Accounts Payable Cycle in Days
The ratio indicates the average number of days that the payables are unpaid. Therefore;
Accounts payable cycle in days in 2021= 365 days/ -19.5= -18.72 days
The negative outcome means that the companys working capital is not tied for a long time and that the company has high liquidity.
Earnings per Share (EPS)
EPS measures the amount of net income for every share of stock outstanding. Therefore,
EPS= (Net Income Preferred Dividends)/ Weighted average common stock outstanding
2021= -1,462,410 /-1,476,960= -0.99
Price to Earnings Ratio (P/E)
The PE ratio indicates what the market is willing to pay for the companys stock based on the current earnings. In this case,
P/E= Market value price per share/ EPS
2021= 213.05/-0.99= -215.2
Cash Conversion Cycle (CCC)
The CCC determines the efficiency of the company in managing the working capital. Therefore,
CCC= Days in inventory + Days of sales Outstanding – Days payable outstanding
=278 + 2,661- -18.72= 2,958 days which is dangerous for the company. However, considering that it is not small, this may not mean insolvency.
Working Capital
The working capital is concentrated on determining the short-term financial health of the company to determine if there is enough money to meet the short-term financial obligations. Therefore;
Working capital= Current assets- Current liabilities
2021= 5,109,720-4,256,630= 853,090
DuPont Identity
The DuPont Identity aims at showing that the companys return on equity (ROE) can be represented as an outcome of three ratios that include the total asset turnover, the profit margin, and the equity multiplier (Franklin et al., 2019). Therefore;
ROE = profit margin x asset turnover x equity multiplier
ROE = (net income / sales) x (revenue / total assets) x (total assets / shareholder equity)

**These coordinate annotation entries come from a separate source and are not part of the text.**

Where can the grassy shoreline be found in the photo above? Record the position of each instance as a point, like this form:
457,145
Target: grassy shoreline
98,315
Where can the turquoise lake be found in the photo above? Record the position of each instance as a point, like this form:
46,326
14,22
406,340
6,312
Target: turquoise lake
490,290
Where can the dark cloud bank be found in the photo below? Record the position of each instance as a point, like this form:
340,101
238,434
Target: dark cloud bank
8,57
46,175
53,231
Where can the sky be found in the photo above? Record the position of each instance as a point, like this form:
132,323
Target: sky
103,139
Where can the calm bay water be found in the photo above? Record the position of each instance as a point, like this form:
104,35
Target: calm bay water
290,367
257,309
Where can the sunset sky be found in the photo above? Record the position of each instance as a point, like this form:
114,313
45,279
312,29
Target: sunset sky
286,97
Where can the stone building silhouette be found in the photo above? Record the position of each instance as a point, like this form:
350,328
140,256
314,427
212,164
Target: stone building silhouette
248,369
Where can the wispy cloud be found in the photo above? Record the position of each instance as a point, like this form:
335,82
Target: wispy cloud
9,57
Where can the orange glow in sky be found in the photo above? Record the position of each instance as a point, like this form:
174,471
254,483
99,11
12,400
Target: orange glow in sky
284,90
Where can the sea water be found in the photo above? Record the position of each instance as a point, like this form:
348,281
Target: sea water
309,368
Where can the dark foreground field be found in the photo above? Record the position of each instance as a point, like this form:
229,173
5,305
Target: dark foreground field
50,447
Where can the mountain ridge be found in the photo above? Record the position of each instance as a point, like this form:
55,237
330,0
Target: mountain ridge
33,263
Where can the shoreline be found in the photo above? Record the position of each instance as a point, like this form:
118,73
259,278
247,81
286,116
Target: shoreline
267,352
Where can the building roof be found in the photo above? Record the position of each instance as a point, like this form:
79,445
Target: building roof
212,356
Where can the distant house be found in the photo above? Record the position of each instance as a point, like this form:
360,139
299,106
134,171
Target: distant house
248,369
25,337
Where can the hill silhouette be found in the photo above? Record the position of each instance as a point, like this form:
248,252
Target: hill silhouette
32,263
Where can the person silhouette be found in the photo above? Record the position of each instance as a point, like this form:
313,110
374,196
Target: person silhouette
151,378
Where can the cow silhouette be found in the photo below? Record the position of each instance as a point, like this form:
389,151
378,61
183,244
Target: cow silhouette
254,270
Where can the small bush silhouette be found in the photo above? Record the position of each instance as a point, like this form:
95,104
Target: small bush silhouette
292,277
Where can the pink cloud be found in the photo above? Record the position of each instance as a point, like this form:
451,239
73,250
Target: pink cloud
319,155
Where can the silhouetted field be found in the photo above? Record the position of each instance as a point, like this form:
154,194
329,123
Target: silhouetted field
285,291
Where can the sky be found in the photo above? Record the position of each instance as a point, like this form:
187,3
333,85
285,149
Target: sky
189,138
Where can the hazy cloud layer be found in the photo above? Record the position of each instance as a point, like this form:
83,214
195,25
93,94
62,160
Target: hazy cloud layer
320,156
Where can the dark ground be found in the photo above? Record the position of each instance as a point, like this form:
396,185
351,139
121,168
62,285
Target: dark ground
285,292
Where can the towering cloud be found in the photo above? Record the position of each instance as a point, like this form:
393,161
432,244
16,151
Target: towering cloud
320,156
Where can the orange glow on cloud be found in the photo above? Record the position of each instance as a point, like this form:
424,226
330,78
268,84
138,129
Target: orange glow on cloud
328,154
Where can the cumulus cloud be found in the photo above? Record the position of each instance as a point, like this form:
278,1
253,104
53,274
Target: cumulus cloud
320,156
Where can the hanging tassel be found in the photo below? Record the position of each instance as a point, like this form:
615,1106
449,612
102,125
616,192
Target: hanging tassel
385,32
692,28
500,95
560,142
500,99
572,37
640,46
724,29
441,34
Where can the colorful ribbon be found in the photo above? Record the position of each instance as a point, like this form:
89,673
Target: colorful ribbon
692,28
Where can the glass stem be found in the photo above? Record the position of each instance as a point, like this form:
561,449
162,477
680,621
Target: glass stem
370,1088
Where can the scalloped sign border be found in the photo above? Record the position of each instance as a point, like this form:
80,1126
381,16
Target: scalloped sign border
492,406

= (-1,476,960/6,176,490) x (6,176,490/11,788,160) x (11,788,160/ -2,286,930)
=-0.239 x 0.524 x -5.155
=0.646
=64.60%
The DuPont identity for the company indicates that the return on equity is at 64.60%. It further indicates the factors that contribute to the high ROE. From this, it is clear that the companys profit margin and equity multiplier are negative and thus are not the reason for its performance. The healthy ROE performance is attributable to its positive asset turnover. Therefore, the company needs to implement strategies towards dealing with its weak performance indicators in terms of the profit margin and the equity multiplier (Robinson et al., 2015).
Reflection on the Findings
From the analysis above and the current financial statements of the company, its financial performance is worrying. More specifically, its income statements show a negative income that has affected most of its financial outcomes. For example, its ROA and ROE are -0.11 and -0.736 respectively. It means that the company is not utilizing its assets and shareholders equity to generate net income and profit. The debt ratio is 0.695 which is more than the generally recommended ratio of 0.6 which means that the company is becoming riskier as it is highly dependent on debt financing as opposed to equity financing that is often considered to be less risky (Franklin et al., 2019). The risky nature of the company is evident from the negative shareholder equity indicated in the financial statement that also affects the equity multiplier in the ROE calculation. However, the current ratio and quick ratio of the company indicate that it has healthy liquidity. In conclusion, considering that this is Panacea Biotec is a giant company that is expected to provide good performance, it is crucial to further understand the performance of the company for informed decision making. It is crucial to compare its performance with those it competes within the industry and with its historical performance. The comparison would provide a better indication of if it has improved in its performance or if it is performing better than its peers.
References
Franklin, M. Graybeal. P. & Cooper, D. (2019). Principles of accounting volume 1 – financial accounting. Place of publication not identified: 12th Media Services.
Robinson, T. R., Henry, E., & Pirie, W. L. (2015). International Financial Statement Analysis. John Wiley & Sons.